İstanbul‘da hava kirliliği, kış aylarının gelmesiyle birlikte ciddi bir artış gösterdi. Uzmanlar, özellikle Kadıköy-Göztepe, Esenyurt, Mecidiyeköy ve Kağıthane bölgelerinde hava kirliliğinin yoğun olduğunu belirtiyor.
İstanbul Teknik Üniversitesi (İTÜ) Uçak ve Uzay Bilimleri Fakültesi Meteoroloji Mühendisliği Bölümü’nden Prof. Dr. Hüseyin Toros, şehirleşmenin, artan araç sayısının ve sanayi tesislerinin hava kalitesi ve kirliliği üzerinde etkili olduğunu vurguluyor:
“Şehirleşme ve şehirdeki araç sayısı arttıkça, sanayi tesisleri arttıkça, kömür gibi fosil yakıtlar kullanıldıkça, meteorolojik şartlara bağlı olarak hava kirliliği oranı değişkenlik arz ediyor. Şehirlerde daha çok araçlardan çıkan azot kirliliği ve tozlar, insan sağlığı başta olmak üzere tüm ekosistemde olumsuz yönde etkiler oluşturuyor. Kış döneminde ısınma kaynaklarının devreye girmesiyle hava kirliliği daha da artabilir. Günde belki 1-2 litre su içiyoruz, 1-2 kilo yemek yiyoruz ve yetişkin bir insan olarak günde ortalama 15 kilogram hava soluyoruz. Yediklerimizi, içtiklerimizi seçebiliyoruz ama maalesef soluduğumuz havayı yeterince seçemiyoruz.”
Kirlilik, kalp sağlığını tehdit ediyor
Kardiyolog Prof. Dr. Özlem Esen ise hava kirliliğinin kalp sağlığı üzerindeki etkilerine dikkat çekti.
DHA’ya yaptığı açıklamada Prof. Dr. Esen, havadaki kirliliğin ölçüm parametresi olan parçacık sayısının artışının, damarlarda spazm ve kalp krizlerine neden olabileceğini belirtiyor. Soğuk havalarda bu durum daha da riskli hale geliyor.
Prof. Dr. Esen, kronik hastalıkları olan kişilerin hava kirliliği nedeniyle daha fazla risk altında olduğunu söylüyor. Astım, bronşit, kalp yetersizliği ve yüksek tansiyon gibi rahatsızlıkları olan hastalar için hava kirliliğinin etkileri daha da tehlikeli olabiliyor. Prof. Dr. Özlem Esen ayrıca bu kişilerin kendilerini korumak için dışarı çıkarken maske kullanmalarını ve dikkatli olmalarını öneriyor.

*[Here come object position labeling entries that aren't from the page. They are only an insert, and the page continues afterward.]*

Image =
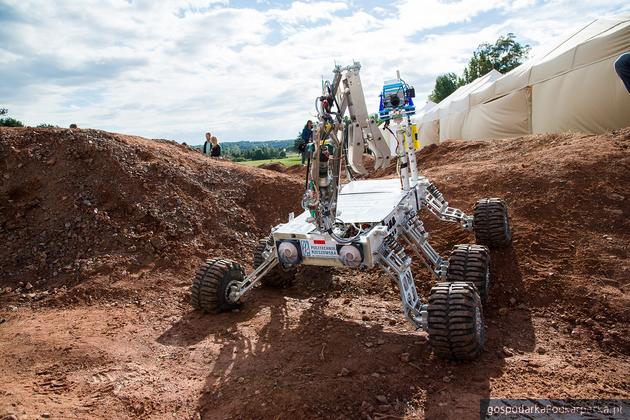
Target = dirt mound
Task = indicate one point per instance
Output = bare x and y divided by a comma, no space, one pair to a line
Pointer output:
77,203
569,201
138,215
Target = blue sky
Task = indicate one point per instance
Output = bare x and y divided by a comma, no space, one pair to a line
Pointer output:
243,70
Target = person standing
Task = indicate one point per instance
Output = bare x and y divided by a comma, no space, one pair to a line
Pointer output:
207,145
215,150
307,137
622,67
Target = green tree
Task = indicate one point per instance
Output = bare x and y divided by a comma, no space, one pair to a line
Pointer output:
445,84
297,142
504,55
9,122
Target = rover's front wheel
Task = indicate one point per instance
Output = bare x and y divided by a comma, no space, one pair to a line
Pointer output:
455,321
491,223
211,287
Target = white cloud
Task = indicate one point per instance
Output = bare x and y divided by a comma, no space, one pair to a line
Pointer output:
178,68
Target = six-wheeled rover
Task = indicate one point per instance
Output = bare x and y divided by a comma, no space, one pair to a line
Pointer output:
363,223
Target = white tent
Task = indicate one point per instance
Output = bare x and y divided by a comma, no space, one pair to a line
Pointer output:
570,87
444,120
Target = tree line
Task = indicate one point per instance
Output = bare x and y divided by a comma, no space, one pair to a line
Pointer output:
504,55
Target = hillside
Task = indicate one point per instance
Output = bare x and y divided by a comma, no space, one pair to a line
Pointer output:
102,232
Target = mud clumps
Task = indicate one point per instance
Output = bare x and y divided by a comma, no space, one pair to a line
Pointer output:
76,203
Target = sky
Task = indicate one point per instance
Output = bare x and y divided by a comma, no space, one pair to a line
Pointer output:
243,70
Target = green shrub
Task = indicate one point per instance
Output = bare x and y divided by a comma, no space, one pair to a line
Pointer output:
10,122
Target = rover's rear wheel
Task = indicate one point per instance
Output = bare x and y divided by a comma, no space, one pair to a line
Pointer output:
278,277
470,264
211,286
491,223
455,321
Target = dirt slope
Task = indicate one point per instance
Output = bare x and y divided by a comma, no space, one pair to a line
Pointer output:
80,203
96,324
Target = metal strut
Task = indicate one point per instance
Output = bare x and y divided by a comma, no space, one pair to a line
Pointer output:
438,206
398,264
418,238
239,289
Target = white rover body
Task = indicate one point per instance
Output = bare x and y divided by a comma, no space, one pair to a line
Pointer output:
365,223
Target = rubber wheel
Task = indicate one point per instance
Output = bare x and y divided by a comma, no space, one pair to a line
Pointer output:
492,223
210,287
277,277
470,264
455,321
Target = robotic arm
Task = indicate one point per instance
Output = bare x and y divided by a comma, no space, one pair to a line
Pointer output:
344,126
362,130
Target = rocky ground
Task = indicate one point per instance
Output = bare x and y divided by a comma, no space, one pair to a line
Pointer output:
101,234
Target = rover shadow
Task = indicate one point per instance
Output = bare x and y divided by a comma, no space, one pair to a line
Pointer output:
309,360
194,326
307,357
509,333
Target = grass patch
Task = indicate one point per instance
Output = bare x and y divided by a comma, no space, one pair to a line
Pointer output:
291,160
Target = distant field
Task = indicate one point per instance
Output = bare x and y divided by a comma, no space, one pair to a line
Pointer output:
291,160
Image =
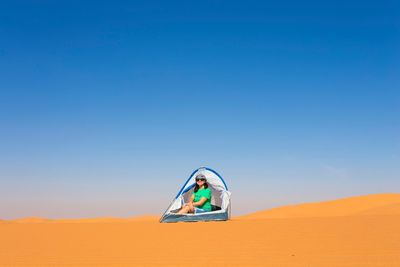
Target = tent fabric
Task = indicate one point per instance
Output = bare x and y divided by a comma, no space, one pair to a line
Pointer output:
221,198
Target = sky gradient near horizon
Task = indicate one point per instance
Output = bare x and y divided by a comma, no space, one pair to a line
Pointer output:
106,108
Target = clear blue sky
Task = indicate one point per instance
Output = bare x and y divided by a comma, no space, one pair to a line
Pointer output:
106,108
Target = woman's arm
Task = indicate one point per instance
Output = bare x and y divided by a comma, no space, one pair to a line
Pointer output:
200,202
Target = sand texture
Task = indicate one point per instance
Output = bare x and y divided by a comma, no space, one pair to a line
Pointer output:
359,231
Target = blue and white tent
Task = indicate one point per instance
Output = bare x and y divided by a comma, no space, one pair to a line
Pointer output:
220,200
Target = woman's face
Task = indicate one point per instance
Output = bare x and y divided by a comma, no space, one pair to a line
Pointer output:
200,182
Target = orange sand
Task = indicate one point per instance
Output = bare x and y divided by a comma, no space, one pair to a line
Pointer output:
359,231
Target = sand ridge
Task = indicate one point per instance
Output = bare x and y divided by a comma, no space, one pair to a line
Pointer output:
357,205
357,240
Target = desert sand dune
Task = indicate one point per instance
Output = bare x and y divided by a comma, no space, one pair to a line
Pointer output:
341,207
335,241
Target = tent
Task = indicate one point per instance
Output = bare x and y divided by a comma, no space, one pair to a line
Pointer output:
220,199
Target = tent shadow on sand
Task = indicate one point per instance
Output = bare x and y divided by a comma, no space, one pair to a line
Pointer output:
220,199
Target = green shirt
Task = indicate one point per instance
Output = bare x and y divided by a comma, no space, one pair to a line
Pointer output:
204,192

Prof. Dr. Hüseyin Toros, İstanbul‘daki vatandaşların günlük yaşamlarında hava kirliliğini takip ederek, sağlık risklerini azaltmaları gerektiğini belirtiyor ve Çevre, Şehircilik ve İklim Değişikliği Bakanlığı‘nın havaizleme.gov.tr adresinden anlık hava kalitesi verilerini takip etmenin önemini vurguluyor. Prof. Dr. Toros, hava kalitesi düşük olduğunda özellikle hassas grupların dikkatli olması gerektiğini ifade ediyor.

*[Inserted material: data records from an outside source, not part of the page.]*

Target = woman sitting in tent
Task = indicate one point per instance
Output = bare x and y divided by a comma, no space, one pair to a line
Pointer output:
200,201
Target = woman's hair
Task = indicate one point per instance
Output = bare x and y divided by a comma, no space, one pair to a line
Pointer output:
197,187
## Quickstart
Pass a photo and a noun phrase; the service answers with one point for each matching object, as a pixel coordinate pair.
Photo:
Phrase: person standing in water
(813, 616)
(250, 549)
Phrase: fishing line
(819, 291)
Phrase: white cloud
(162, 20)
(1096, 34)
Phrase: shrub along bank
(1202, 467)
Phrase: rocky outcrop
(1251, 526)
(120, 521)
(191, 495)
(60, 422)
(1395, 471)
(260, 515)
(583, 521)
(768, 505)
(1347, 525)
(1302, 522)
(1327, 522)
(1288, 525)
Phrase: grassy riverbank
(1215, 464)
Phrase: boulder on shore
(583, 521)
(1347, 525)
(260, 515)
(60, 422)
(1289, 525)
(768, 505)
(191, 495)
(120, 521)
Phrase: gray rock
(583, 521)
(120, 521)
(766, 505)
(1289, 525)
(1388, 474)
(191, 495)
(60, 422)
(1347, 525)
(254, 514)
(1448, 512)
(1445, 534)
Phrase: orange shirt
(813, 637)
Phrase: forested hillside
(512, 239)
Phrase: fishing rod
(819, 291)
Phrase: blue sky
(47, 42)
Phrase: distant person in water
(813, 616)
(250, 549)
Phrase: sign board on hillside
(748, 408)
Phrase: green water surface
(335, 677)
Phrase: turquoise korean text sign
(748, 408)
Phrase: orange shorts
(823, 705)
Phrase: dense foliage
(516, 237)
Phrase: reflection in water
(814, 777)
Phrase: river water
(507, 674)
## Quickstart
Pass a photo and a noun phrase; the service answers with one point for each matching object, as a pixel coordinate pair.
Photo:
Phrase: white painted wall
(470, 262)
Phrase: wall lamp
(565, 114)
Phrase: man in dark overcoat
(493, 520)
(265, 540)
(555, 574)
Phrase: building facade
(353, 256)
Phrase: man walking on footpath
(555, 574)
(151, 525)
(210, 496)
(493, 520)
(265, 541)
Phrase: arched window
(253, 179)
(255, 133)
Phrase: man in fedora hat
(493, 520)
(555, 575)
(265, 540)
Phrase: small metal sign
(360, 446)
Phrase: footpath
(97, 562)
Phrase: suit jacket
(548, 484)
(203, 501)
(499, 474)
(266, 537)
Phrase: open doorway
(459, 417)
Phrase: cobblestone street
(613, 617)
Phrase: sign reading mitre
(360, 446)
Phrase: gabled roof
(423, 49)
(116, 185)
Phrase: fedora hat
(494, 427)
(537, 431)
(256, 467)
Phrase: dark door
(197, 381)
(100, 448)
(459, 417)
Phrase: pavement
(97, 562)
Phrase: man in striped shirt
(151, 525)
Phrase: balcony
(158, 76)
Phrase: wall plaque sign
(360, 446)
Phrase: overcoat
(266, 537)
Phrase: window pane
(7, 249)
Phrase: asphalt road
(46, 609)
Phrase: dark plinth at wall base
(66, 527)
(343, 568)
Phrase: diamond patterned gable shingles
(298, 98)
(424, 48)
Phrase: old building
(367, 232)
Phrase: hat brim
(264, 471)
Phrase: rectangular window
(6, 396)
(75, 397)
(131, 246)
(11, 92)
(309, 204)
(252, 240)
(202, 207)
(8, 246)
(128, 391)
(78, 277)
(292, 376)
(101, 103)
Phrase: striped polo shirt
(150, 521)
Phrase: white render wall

Belirli semtler özellikle risk altında
İstanbul’da Göztepe, Esenyurt, Mecidiyeköy, Kağıthane gibi bölgelerde diğer bölgelere göre kirliliğin daha yoğun olduğunu ifade eden Prof. Dr. Toros, İstanbul’da 38 ayrı hava kalitesi ölçüm istasyonu olduğunu hatırlatarak şu bilgileri paylaştı:
“Ölçüm istasyonu verileri hava kirliliğine dair fikir veriyor. İstanbul’daki toz oranı şu an 50 ila 100 arasında değişiyor. Bir metreküp havada yaklaşık 50 parçacıklı madde bulunur ve bulunduğunuz bölgede hava değeri 50’nin altındaysa, bu iyi bir sonuçtur. Ancak 50 ila 100 arası orta düzeydeki değerlere iyi diyemiyoruz. 100’den sonrası, özellikle hassas gruplar için zararlı hale geliyor.”